Türkiye’nin Çin’i olmak kolay mı? Çin malları neredeyse iğneden ipliğe şehrin piyasasını istila etti!

Çinin gömgök zengin ettiği iş adamlarımız, yeni yaklaşımla milyonerlerimiz oldu!

Masallarda ki gibi, onlar erdi muradına, biz çıkalım kerevetine diyecektik amma, muradına erenler erdi, biz o kerevete çıkamadık gitti!

Ne kadar da, yok öyle bir şey, bizde olan kadar diğer şehirlerde de var dense de, Çin mallarının çöplüğü şehirlerden biri haline geldiğimizi istesek de saklama şansımız kalmamış gibi görünüyor!
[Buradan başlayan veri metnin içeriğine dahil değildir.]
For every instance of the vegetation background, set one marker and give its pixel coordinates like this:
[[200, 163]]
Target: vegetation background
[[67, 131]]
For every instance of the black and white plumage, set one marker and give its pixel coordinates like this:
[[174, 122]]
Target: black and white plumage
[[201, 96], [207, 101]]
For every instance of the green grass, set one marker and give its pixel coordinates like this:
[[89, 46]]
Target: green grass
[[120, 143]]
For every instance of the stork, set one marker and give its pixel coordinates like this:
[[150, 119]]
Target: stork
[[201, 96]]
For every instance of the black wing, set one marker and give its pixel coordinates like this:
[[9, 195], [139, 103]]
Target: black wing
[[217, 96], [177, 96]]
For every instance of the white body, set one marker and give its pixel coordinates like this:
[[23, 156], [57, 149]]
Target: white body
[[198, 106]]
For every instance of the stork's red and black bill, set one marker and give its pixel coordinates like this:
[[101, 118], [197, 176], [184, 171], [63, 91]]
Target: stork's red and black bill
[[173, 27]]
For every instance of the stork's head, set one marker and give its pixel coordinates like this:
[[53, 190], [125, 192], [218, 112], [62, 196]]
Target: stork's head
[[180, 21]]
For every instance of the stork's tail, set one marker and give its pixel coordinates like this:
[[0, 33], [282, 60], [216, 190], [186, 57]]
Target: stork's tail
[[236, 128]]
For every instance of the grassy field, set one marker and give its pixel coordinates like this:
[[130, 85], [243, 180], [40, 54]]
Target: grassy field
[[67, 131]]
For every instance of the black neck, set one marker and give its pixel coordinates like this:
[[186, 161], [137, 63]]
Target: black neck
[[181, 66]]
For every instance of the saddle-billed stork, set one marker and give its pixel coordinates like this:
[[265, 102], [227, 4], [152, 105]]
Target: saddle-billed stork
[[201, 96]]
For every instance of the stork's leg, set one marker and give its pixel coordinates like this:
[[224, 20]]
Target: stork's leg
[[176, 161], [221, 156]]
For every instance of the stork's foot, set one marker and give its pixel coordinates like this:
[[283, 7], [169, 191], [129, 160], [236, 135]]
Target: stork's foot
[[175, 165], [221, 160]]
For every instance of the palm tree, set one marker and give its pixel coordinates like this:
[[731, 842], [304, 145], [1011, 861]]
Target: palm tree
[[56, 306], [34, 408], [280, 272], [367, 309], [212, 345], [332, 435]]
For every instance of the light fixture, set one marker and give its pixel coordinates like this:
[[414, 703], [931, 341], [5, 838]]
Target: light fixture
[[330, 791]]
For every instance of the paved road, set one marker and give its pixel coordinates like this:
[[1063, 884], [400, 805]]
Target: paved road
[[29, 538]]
Neticede mızrak, çuvala giremeyecek hale geleli çok oldu! Yalan diyenler, yalandan kim ölmüş diyenlerle aynı saftalar! Neler kaybettiğimizi hiç mi hiç anlayamadık, anlamak istemedik, anlamak işimize gelmedi! Paranın sıcaklığı gözleri kamaştırdığı için, başta hediyelik eşya sektörümüz olmak üzere, el sanatlarımızı da gömmeye son sürat devam ediyoruz!

 

ÇİN MALLARIYLA REKABET ETMEYE NİYETİMİZ VAR MI?

Mesela, aklınıza gelebilecek ne kadar hediyelik eşya varsa Çin, birebir kopyalıyor,  El emeği ve göz nuru ile yaklaşık bir saat kadar uğraşılan, özenilen ürünün yüzlercesini 20-30 dakikada üreten Çinli makinalar, sektörlerin, el sanatlarının canına okuyor!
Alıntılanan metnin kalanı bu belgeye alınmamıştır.